On Aug 16, 2011, at 15:24 , J wrote:
If it's an alignment/offset issue, why the two '1's repeated at the end of the array ?
There's a repeating pattern in your data. If you imagine 2 of these arrays end to end, you'll get (in terms of successive floats):
1 0 0 0 0 1 0 0 0 0 1 0 0 0 0 1 1 0 0 0 0 1 0 0 0 0 1 0 0 0 0 1
m_varray is supposed to be the first 16 of these. What I'm saying is that it's perhaps not the first 16, but 16 elements starting from #2. If the debug info is wrong, it may be showing up this way because the debugger is being told the wrong offset in the class layout.
Another possibility is that your code is accessing these array elements via a pointer, and the pointer is off by 2 elements. Falling off the end of the array by a couple of elements *may* produce this sort of result without necessarily causing a crash.

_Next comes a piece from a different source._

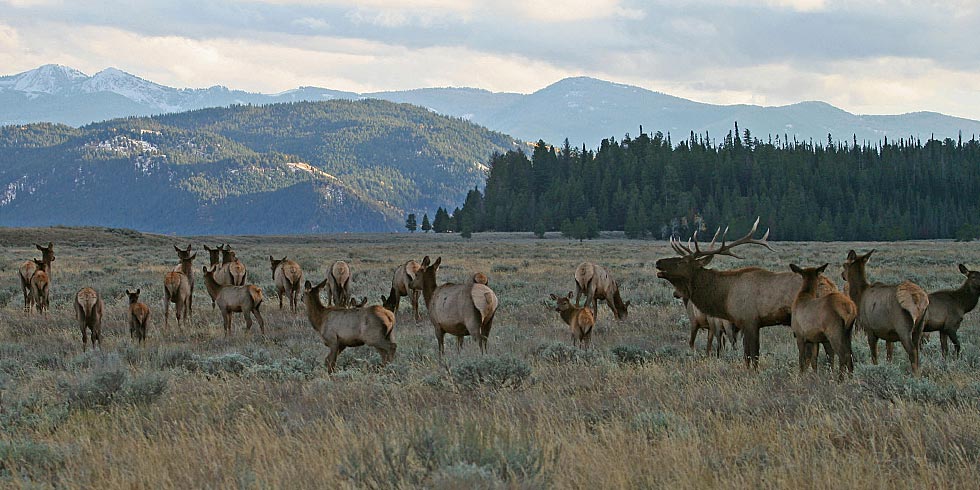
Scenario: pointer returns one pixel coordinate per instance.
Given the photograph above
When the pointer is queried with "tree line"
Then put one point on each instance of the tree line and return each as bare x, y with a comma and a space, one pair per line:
649, 187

I sure hope it's something fixable, but Ive had many problems the last couple of days relating
to the debugger, both using gcc and llvm as compiler, and using gdb and lldb for debugging respectively.
the problem reported here pertains to llvm gcc 4.2 as compiler and lldb as debugger.
when I compile with gcc and use gdb as the debugger, things do seem to work properly, however
I get the following message in the console for which I don't understand the cause and im unsure whether it's related:
warning: Unable to read symbols for /Developer/Platforms/iPhoneOS.platform/DeviceSupport/4.3.2 (8H7)/Symbols/Developer/usr/lib/libXcodeDebuggerSupport.dylib (file not found).
warning: No copy of libXcodeDebuggerSupport.dylib found locally, reading from memory on remote device. This may slow down the debug session.
In Xcode 4.1, you should be able to compile with the clang llvm 2.1 compiler, which is not the same thing as gcc llvm 4.2. (There is also a clang llvm 3, but it's not available in Xcode 4.1 apparently.)
I'm not quite sure why you're talking about 'ivar's, could you explain ? the m_v array is an array of floats - not integers,or do I misunderstand your use of the word ivar ?.
Sorry, I was talking Objective-C-ese. I mean "instance variable", not "integer variable".